“Palm’s innovative operating system provides an ideal platform to expand HP’s mobility strategy and create a unique HP experience spanning multiple mobile connected devices” — said Todd Bradley, executive vice president, Personal Systems Group, HP — “The smartphone market is large, profitable and rapidly growing, and companies that can provide an integrated device and experience command a higher share. Advances in mobility are offering significant opportunities, and HP intends to be a leader in this market.”
With this move, HP is becoming an integrated hardware and software company like Apple and RIM rather than a device maker licensing other vendors’ software like Dell or HTC.

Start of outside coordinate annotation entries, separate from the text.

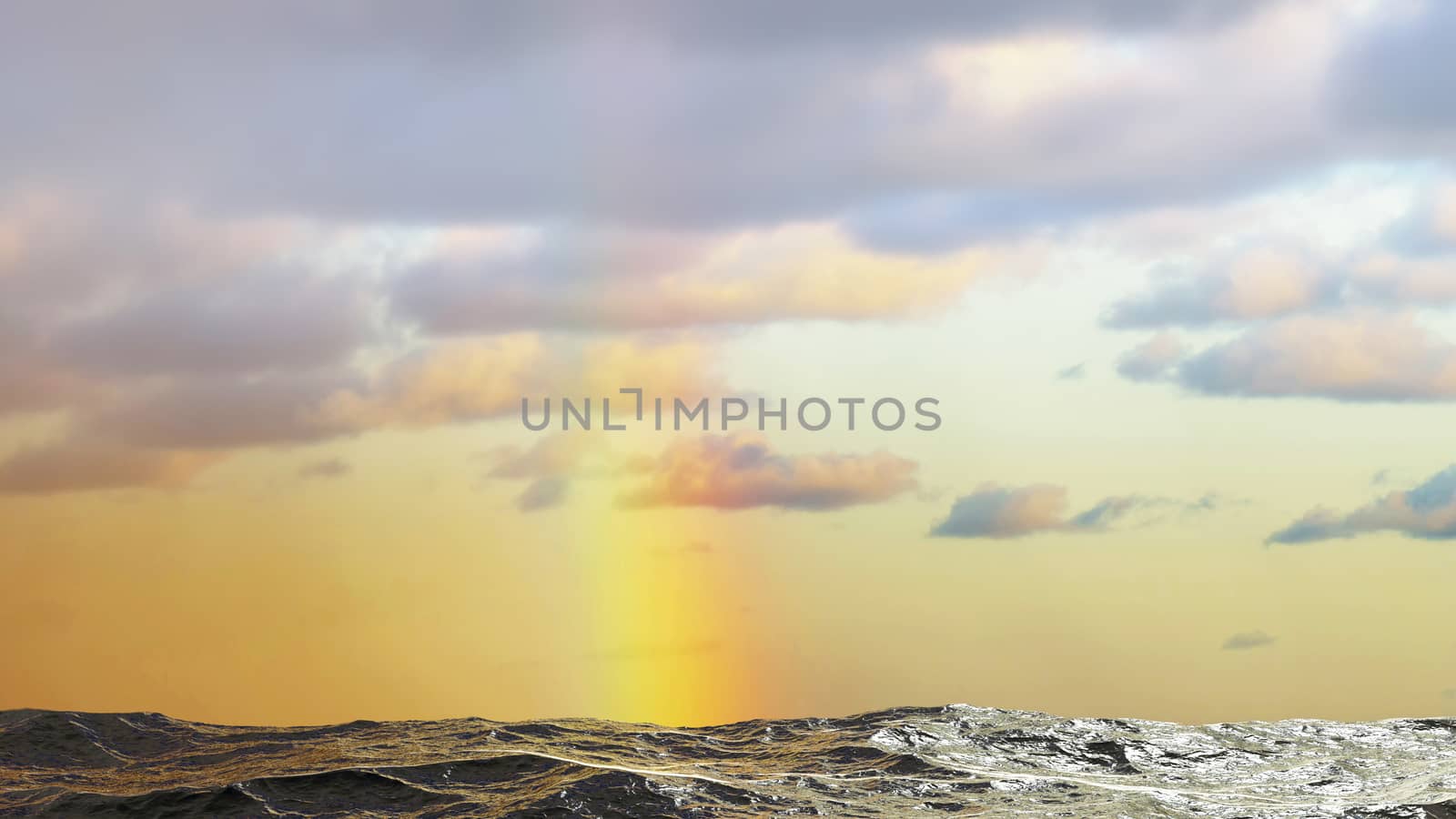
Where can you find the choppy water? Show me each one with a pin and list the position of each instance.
(900, 763)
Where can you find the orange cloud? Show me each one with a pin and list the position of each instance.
(89, 464)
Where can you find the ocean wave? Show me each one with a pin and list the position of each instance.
(958, 760)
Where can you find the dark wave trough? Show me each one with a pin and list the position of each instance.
(958, 761)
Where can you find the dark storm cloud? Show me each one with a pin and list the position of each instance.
(1426, 511)
(244, 325)
(647, 113)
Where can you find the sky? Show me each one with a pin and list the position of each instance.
(1178, 276)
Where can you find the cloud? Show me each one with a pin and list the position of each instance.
(284, 321)
(616, 281)
(1360, 356)
(1016, 511)
(542, 493)
(1254, 285)
(327, 468)
(1154, 359)
(1426, 511)
(725, 109)
(1075, 372)
(95, 464)
(1247, 640)
(740, 471)
(1383, 79)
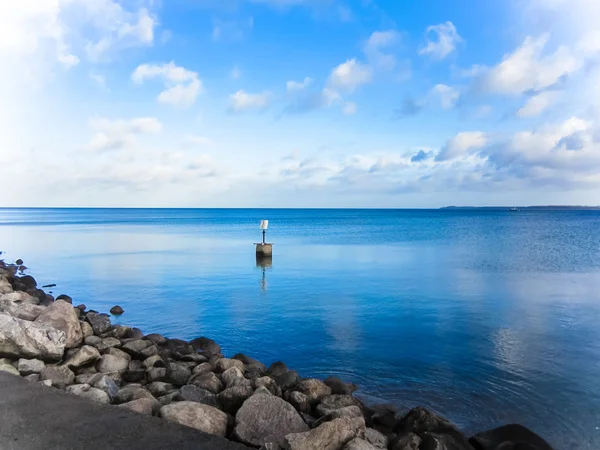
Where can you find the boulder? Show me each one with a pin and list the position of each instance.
(509, 436)
(277, 368)
(61, 316)
(178, 374)
(231, 399)
(358, 444)
(100, 324)
(86, 391)
(329, 436)
(233, 377)
(376, 438)
(29, 366)
(332, 402)
(23, 339)
(193, 393)
(86, 330)
(111, 363)
(60, 376)
(196, 415)
(264, 418)
(299, 401)
(141, 406)
(339, 387)
(116, 310)
(82, 357)
(203, 344)
(208, 381)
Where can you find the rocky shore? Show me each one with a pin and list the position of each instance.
(68, 347)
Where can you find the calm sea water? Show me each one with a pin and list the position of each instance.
(488, 317)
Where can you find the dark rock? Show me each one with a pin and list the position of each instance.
(208, 381)
(509, 437)
(116, 310)
(265, 418)
(66, 298)
(60, 376)
(277, 368)
(203, 344)
(100, 324)
(157, 339)
(231, 399)
(196, 415)
(339, 387)
(178, 374)
(193, 393)
(286, 380)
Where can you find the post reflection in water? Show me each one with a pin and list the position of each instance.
(264, 262)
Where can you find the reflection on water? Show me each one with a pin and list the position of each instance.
(486, 317)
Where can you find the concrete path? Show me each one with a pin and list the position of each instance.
(35, 417)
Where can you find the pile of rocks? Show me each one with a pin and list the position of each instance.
(52, 342)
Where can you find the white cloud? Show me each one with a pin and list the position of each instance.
(350, 75)
(461, 144)
(536, 104)
(182, 86)
(295, 86)
(243, 101)
(120, 134)
(443, 43)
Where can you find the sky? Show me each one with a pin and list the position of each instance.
(299, 103)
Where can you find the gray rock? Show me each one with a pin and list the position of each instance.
(141, 406)
(233, 377)
(406, 441)
(196, 415)
(159, 388)
(329, 436)
(60, 376)
(376, 438)
(86, 391)
(29, 366)
(299, 401)
(23, 339)
(61, 316)
(208, 381)
(100, 324)
(111, 363)
(193, 393)
(178, 374)
(82, 357)
(86, 329)
(314, 389)
(359, 444)
(231, 399)
(332, 402)
(347, 411)
(129, 393)
(264, 418)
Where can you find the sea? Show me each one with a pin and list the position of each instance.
(487, 317)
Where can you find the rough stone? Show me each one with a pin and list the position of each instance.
(208, 381)
(23, 339)
(264, 418)
(61, 316)
(29, 366)
(231, 399)
(60, 376)
(193, 393)
(82, 357)
(86, 391)
(196, 415)
(329, 436)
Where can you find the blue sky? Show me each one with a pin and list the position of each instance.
(299, 103)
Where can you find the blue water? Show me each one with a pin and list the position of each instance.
(488, 317)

Palm has been a pioneer of the smartphone and PDA markets, seen by many as the natural legacy to the Apple’s Newton, but its platform fell off into irrelevance to the point that the company began licensing Microsoft’s Windows Mobile, a move that nearly doubled Microsoft’s market share but which did little to help Palm.
After Apple debuted the iPhone in 2007, Palm hired Jon Rubinstein (now serving as chairman and chief executive officer) who had served before as the iPod chief at Apple, along with a number of former Apple engineers, and began the development of the webOS.
HP is a long term partner of Microsoft, but has seen little traction for its PDAs and smartphones based on Windows Mobile.
Palm’s webOS is fresh and provides a good user experience. It has all it takes to become a serious competitor to Android, Symbian and the upcoming Windows Phone 7.